The winners and losers of low gasoline prices

U.S. drivers are no doubt cheering on the drop in gas prices, which began this summer and looks set to continue into autumn. But makers of small, fuel efficient cars are paying the price as car shoppers worry less about gas mileage. That spells deals for those buyers who still appreciate a good gas miser.

Fuel Efficiency on Sale

At $2.39 per gallon of regular unleaded, the national average price of gasoline is already well off its summer peak. And as demand eases and refiners switch to making cheaper winter blends of fuel, more and more drivers should start seeing prices that begin with a 1 instead of a 2. The average pump price in South Carolina is already down to $1.97 per gallon, and other states should slip beneath the $2-per-gallon threshold soon.

Cheaper gas is great for consumers, and it should lend some support to the overall economy because drivers who save at the pump have more cash left over to spend on everything else. But one thing they’re not buying: Small cars.

That’s a real reversal from several years ago, when gas prices spiked as high as $4 per gallon and compact, fuel efficient models were all the rage. Manufacturers responded by rolling out higher-quality compacts with snazzy styling, plush interiors and new electronic amenities that let buyers downsize their rides without feeling that they were settling for less car. The age of the big SUV seemed to be over.

Then along came 2014 and the rout in oil markets that sent gas prices as low as $2 per gallon by early 2015. Sales of big SUVs and pickups, which had already been trending up as the economy showed signs of improvement, shifted into higher gear. While not exactly thrifty, those big rigs do get significantly better mileage than their predecessors of several years ago. And with gas nearing $2 per gallon, the cost of fueling up a new Ford F-150 or Jeep Grand Cherokee doesn’t seem so daunting anymore.
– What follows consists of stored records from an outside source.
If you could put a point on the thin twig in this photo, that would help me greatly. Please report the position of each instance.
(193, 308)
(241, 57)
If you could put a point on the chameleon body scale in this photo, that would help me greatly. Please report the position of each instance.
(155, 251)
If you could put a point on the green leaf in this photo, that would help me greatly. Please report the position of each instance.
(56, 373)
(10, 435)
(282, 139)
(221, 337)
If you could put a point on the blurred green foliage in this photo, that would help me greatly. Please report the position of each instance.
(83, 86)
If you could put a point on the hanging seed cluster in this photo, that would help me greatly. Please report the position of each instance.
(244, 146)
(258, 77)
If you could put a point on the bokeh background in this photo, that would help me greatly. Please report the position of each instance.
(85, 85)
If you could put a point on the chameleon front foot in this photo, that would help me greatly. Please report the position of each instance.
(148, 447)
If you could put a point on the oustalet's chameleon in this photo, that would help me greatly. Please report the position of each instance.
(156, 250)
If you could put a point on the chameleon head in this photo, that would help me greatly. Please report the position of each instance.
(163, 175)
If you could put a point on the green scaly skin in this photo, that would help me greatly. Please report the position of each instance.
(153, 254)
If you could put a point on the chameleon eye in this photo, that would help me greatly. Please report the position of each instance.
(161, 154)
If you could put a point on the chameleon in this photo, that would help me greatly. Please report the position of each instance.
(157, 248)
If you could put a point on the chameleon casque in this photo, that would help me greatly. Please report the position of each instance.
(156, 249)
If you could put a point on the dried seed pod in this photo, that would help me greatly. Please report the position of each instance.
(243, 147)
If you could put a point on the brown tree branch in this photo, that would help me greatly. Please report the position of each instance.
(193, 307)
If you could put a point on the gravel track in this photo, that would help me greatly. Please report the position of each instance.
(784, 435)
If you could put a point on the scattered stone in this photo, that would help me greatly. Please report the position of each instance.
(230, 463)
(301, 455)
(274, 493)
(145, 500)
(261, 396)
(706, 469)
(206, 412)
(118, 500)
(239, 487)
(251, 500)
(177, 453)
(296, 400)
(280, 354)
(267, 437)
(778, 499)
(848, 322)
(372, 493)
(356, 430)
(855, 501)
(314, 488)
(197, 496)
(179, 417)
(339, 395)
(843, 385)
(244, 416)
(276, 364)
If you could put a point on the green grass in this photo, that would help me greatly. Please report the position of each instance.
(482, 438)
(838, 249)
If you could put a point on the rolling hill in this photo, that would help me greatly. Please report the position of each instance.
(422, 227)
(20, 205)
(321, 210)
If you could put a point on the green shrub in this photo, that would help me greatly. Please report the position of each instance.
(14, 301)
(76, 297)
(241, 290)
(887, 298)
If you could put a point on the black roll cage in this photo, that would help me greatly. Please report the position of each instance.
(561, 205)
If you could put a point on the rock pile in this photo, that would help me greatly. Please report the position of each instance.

The latest monthly auto sales data tell the story. Motor Intelligence, a provider of auto data and analysis, shows that sales of all cars in August were down about 10% from the same month a year ago. Sales of small cars were down 13.5%. Pickup trucks, by contrast, logged a year-over-year gain of about 8%. SUVs were up a whopping 11%, with gains being fueled by sales of new, smaller models (which don’t use as much gas as their full-size cousins but can’t compete with conventional compact cars on mileage).

That spells bargains for car shoppers seeking good mileage. Granted, many buyers need the towing ability or cargo payload of a full-size truck or SUV, and thus won’t care how good a deal they might get on a fuel-sipping compact. But folks who don’t have heavy loads to haul and want to compound the benefit of today’s cheap gas by using less of it should have plenty to choose from.
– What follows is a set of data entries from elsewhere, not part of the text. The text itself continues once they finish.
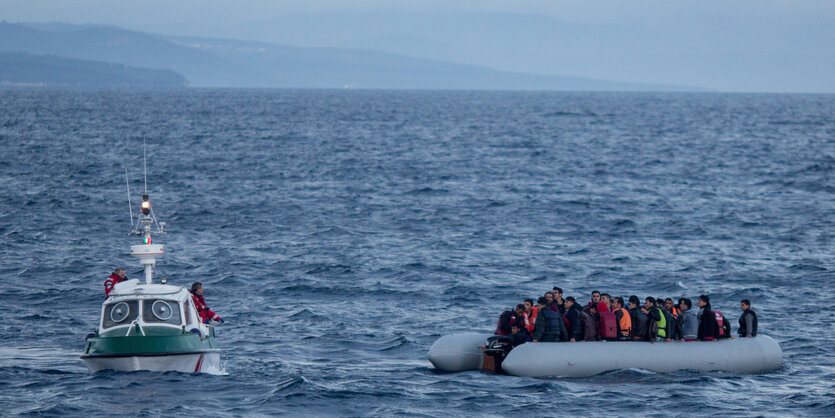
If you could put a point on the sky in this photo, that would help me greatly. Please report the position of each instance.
(721, 45)
(135, 13)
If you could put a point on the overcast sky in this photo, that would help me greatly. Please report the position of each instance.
(145, 13)
(723, 45)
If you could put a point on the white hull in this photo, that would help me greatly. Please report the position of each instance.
(186, 363)
(741, 355)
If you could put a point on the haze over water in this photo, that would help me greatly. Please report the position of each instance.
(340, 233)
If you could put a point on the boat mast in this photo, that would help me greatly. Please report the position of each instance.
(147, 252)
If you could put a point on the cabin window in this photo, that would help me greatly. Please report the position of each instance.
(160, 311)
(120, 313)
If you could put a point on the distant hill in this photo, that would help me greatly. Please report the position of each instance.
(25, 69)
(226, 63)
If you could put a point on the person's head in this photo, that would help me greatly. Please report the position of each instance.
(197, 288)
(569, 302)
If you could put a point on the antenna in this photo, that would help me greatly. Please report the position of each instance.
(145, 164)
(130, 208)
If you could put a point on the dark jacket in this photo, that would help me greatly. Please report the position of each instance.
(688, 324)
(550, 327)
(748, 323)
(589, 327)
(575, 324)
(203, 310)
(640, 324)
(671, 323)
(708, 327)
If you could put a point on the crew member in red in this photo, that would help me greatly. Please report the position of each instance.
(200, 303)
(118, 276)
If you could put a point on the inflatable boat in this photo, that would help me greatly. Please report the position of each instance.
(461, 352)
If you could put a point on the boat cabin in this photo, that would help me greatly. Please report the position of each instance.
(149, 309)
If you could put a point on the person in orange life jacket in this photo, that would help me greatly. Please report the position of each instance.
(200, 303)
(518, 335)
(640, 320)
(748, 320)
(519, 314)
(670, 329)
(558, 301)
(688, 321)
(118, 276)
(595, 299)
(671, 308)
(529, 316)
(655, 315)
(605, 298)
(708, 327)
(624, 320)
(575, 324)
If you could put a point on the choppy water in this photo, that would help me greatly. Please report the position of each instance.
(341, 233)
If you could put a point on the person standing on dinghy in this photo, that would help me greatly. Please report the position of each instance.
(200, 303)
(118, 276)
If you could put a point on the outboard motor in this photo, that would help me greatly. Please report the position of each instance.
(495, 351)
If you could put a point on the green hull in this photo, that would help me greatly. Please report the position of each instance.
(155, 342)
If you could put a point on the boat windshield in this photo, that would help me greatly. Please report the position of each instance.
(161, 311)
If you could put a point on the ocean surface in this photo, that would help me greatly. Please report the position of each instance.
(340, 233)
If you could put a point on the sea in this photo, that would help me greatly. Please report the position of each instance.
(340, 233)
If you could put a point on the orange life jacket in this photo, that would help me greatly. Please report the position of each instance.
(530, 323)
(625, 322)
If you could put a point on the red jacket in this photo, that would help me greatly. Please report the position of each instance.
(110, 282)
(203, 310)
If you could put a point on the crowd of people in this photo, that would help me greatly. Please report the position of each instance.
(557, 319)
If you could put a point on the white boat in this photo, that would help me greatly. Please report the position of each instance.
(148, 326)
(461, 352)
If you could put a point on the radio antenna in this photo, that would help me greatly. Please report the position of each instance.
(145, 164)
(130, 207)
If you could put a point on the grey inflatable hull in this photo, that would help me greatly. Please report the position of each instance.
(740, 355)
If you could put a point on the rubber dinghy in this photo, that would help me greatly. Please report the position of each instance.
(461, 352)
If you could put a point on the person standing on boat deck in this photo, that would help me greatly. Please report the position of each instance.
(575, 324)
(607, 300)
(118, 276)
(624, 321)
(550, 325)
(688, 321)
(595, 299)
(640, 320)
(558, 300)
(200, 303)
(530, 315)
(708, 327)
(589, 318)
(748, 320)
Late summer always brings sales to dealer lots as manufacturers sell off their remaining inventory to make way for the next model year autos, which tend to arrive in fall. This year, says car shopping website Edmunds.com, some of the best deals should be on fuel efficient models that were already struggling to get off car lots and are due for major overhauls.
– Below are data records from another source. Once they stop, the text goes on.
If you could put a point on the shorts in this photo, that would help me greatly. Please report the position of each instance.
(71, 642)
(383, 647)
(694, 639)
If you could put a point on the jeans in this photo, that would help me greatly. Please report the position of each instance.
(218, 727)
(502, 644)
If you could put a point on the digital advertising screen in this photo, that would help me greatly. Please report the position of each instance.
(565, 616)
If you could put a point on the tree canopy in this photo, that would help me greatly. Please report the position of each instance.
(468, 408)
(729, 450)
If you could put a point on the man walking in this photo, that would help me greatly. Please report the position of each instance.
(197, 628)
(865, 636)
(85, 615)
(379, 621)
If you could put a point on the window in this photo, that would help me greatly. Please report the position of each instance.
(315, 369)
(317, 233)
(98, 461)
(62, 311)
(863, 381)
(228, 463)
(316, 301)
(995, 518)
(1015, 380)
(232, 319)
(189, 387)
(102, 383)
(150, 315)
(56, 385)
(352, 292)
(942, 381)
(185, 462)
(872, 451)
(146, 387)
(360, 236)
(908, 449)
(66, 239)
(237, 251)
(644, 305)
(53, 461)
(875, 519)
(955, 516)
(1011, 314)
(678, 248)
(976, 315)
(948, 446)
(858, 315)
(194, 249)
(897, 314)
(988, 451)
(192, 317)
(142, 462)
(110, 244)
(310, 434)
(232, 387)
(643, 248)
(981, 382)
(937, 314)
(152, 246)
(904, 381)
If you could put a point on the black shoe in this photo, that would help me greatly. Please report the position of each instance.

They include the 2015 Chevy Volt plug-in hybrid and the 2015 Toyota Prius, both of which will be heavily updated for 2016. Also going for a discount: Honda’s fuel-sipping 2015 Civic and the 2015 BMW 3 series, which is a powerful car but also nets up to 36 miles per gallon on the highway for gas-powered versions and up to 45 mpg for diesel.

Discounts on these and other models will vary by region, since different dealers have differing levels of inventory that need to go. But the potential savings are substantial. Edmunds calls the 2015 Chevy Volt a “steal,” with discounts of almost $4,000. The 2015 Prius is being marked down by about $3,000.

What to Expect Next from Gas Prices

Speaking of saving at the pump, where do gas prices go from here? With Labor Day and the summer travel season behind us, gasoline demand figures to fall a bit at the same time that refineries stop producing summer-blend fuel (a variant that suppresses smog in the warm months and costs more to produce). And with oil prices largely stagnant, look for further price declines at the pump.

The question is, How much more of a drop in gasoline prices can drivers expect? If the price of crude oil continues to hover around the mid-$40 per barrel, we will look for the national average price of regular unleaded to fall 20¢ or so per gallon, into the neighborhood of $2.20 per gallon.

But another tick down in oil prices can’t be ruled out. If it occurs, gasoline could hit its lowest prices since early 2009. Should crude dip well below $40 per barrel this fall, it wouldn’t be surprising to see the national average gas price fall well below $2 per gallon. That would be even lower than the lows plumbed early last winter, when the average fell to about $2 per gallon. By comparison, when the U.S. economy was diving into a deep recession in late 2008, gas fell to as low as $1.61 per gallon on average.

Odds are we won’t see prices fall quite so far as they did during the last recession. But don’t be surprised if they come within shouting distance sometime this autumn.